In contrast, the cost of low wages is high. Low pay means less money circulating in the community to buy goods and services from local businesses and to pay taxes for social services. Low pay means stressed-out parents taking on multiple low-paying jobs and more hours of work to make ends meet. To do this, they sacrifice time with their children and opportunities to take part in community activities. Children in poverty tend not do as well in school or socially. After they grow up, they suffer more job insecurity, unemployment and health problems.

Low wages and poverty also mean higher health care costs. More educational services, food banks, housing programs, and other public services are needed. Policing costs can go up. All of those costs have a much higher, long-term impact on municipal budgets. They can also deter businesses from investing in the local economy.

Low wages contribute to a self-reinforcing downward cycle, as employers are pressured to compete based on lower wages rather than better products and services.

Overall, the available studies conclude that there have been no or only small employment losses due to living wage policies. In Boston and Los Angeles, for example, the living wage policies have had no impact on the level of employment. Studies of living wage policies in San Francisco and elsewhere concluded that employment increased.

A Canadian study found little impact one way or the other.

Employers also benefit. According to multiple studies, benefits to employers who adopt a living wage can include lower employee turnover, less absenteeism, and lower recruitment and training costs. In Britain, the international accounting firm KPMG, for example, cut its turnover rates in half and reduced its training costs after adopting a living wage policy. Employers can also benefit from improved “brand” images, higher employee morale, and increased productivity. As an added benefit, Hamilton employers who voluntarily adopt living wage policies would receive public recognition.

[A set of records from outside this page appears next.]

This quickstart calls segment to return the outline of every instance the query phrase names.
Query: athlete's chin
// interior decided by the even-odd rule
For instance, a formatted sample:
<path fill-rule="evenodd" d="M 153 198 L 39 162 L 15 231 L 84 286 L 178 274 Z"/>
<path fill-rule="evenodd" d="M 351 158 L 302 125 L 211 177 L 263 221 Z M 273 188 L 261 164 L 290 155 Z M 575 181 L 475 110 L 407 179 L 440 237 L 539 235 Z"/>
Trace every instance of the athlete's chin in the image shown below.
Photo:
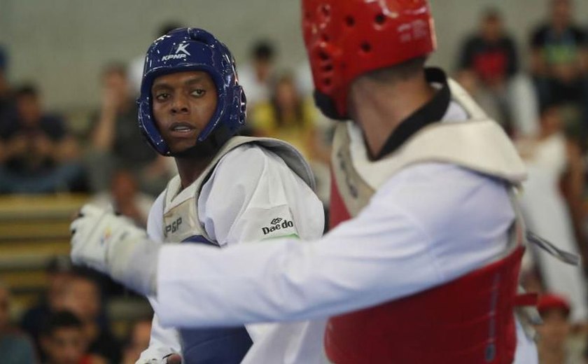
<path fill-rule="evenodd" d="M 195 139 L 191 140 L 175 140 L 167 143 L 169 150 L 172 153 L 182 153 L 192 149 L 198 142 Z"/>

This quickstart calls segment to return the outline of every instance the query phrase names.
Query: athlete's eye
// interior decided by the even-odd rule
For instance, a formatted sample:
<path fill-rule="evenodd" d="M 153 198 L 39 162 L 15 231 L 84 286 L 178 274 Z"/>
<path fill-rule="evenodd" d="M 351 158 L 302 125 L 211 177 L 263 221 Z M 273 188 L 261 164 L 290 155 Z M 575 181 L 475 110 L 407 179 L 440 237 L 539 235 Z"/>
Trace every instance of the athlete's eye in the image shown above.
<path fill-rule="evenodd" d="M 206 92 L 205 90 L 199 88 L 199 89 L 196 89 L 194 91 L 192 91 L 192 95 L 195 96 L 196 97 L 202 97 L 206 93 Z"/>
<path fill-rule="evenodd" d="M 165 101 L 169 98 L 169 94 L 167 92 L 159 92 L 155 94 L 155 99 L 158 101 Z"/>

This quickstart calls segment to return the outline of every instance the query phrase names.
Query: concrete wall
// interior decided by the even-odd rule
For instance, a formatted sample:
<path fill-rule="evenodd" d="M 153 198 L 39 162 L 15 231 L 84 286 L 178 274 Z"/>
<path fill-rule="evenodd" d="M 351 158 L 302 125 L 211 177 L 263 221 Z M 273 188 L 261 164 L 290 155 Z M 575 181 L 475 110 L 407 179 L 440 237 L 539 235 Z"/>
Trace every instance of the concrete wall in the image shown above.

Emphasizing the links between living wages and health and business performance, the Conference Board of Canada is calling on governments to make the business case for a living wage and to serve as a role model for other employers. Growing numbers of employers in the U.S., U.K., Canada and elsewhere see the benefits of a living wage policy.

A living wage policy for Hamilton makes economic sense. It’s also the right thing to do.

Don Wells is a member of the McMaster Community Poverty Initiative, a partnership of community groups and McMaster staff, students and faculty who are working together to reduce poverty in Hamilton. He is part of the Living Wage Working Group and teaches Labour Studies and Political Science at McMaster University.